Taxpayers “Misled” Over Bronx Water Project: Audit

The plant alone -- without millions of dollars in associated projects -- is poised to cost $2 billion

New York City residents were misled about the cost of one of the city's biggest construction projects -- a massive, underground water filtration plant, an audit has found.
    
City Comptroller William Thompson Jr. released audits Tuesday blasting the city Department of Environmental Protection for the soaring expenses and sluggish construction at the plant, which is being built beneath a Bronx golf driving range.
    
The plant alone -- without millions of dollars in associated projects -- is poised to cost $2 billion, more than twice an estimate from five years ago, the audit said. Additionally, the project won't meet an October 2011 deadline to be operational, potentially prompting $15 million in penalties.
    
"Taxpayers deserve better," Thompson said.
    
The DEP says the delay was unavoidable. The agency cites, among other things, hitches in awarding the major construction contract.
    
The audit was the latest in a series of examinations of the massive project, which has been plagued by cost increases, delays, fines and other snags. Set 10 stories underneath a golf driving range in the Bronx, it is now slated to be completed no earlier than April 2012.
    
Critics say the project has been mismanaged. Officials have said it's making good progress after a slow start.
    
The federal Environmental Protection Agency ordered the city in 1993 to build the plant, which will be New York City's first drinking water filtration facility and is believed to be the first subterranean water plant in the nation.
    
It's designed to filter up to a quarter of the city's water supply, or about 300 million gallons a day from reservoirs in a largely suburban area known as the Croton watershed.

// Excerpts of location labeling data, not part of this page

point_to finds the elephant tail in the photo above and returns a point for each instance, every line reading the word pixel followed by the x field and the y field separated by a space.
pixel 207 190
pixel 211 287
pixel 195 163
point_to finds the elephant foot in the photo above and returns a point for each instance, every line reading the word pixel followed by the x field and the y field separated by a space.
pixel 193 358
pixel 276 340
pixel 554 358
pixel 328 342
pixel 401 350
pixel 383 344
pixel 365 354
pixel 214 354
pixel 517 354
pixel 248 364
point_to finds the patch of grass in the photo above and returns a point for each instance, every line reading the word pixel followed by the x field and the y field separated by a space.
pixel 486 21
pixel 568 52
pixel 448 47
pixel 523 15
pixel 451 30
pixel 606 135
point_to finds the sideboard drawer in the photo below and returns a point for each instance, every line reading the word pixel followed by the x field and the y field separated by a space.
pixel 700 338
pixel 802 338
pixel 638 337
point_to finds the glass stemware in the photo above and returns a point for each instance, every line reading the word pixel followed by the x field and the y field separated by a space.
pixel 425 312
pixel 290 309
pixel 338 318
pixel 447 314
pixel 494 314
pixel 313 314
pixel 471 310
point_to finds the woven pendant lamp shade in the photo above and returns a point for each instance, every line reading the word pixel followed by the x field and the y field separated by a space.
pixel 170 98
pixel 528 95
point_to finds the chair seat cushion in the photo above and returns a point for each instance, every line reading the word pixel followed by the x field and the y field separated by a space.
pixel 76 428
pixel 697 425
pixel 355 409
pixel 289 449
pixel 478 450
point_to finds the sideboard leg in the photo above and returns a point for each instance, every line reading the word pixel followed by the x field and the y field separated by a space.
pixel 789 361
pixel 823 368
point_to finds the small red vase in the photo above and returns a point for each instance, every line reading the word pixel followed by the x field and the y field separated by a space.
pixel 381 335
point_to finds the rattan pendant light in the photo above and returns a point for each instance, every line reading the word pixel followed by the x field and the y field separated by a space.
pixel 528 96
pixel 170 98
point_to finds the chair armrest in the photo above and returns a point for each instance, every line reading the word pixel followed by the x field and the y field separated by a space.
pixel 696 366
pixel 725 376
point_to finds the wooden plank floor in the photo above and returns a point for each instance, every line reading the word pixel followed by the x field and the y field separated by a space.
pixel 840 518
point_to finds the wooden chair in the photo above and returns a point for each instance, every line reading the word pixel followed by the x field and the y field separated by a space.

Most of city's water supply, piped in from rural areas more than 75 miles away, will remain unfiltered.
    
Over the years, the completion date has been pushed back by six years, the city has paid $5.7 million in fines over the delays and the price tag has soared. Early estimates from the 1990s put it at $660 million, and it was projected at $1.3 billion six years ago.
    
The city's Independent Budget Office found last fall that rising construction prices, design changes and a dearth of bidders had driven up the cost.
    
Water users will ultimately pay the increasing tab. The DEP has said the filtration plant accounts for about 7 percent of water users' bills, a figure comparable to those for other large-scale projects.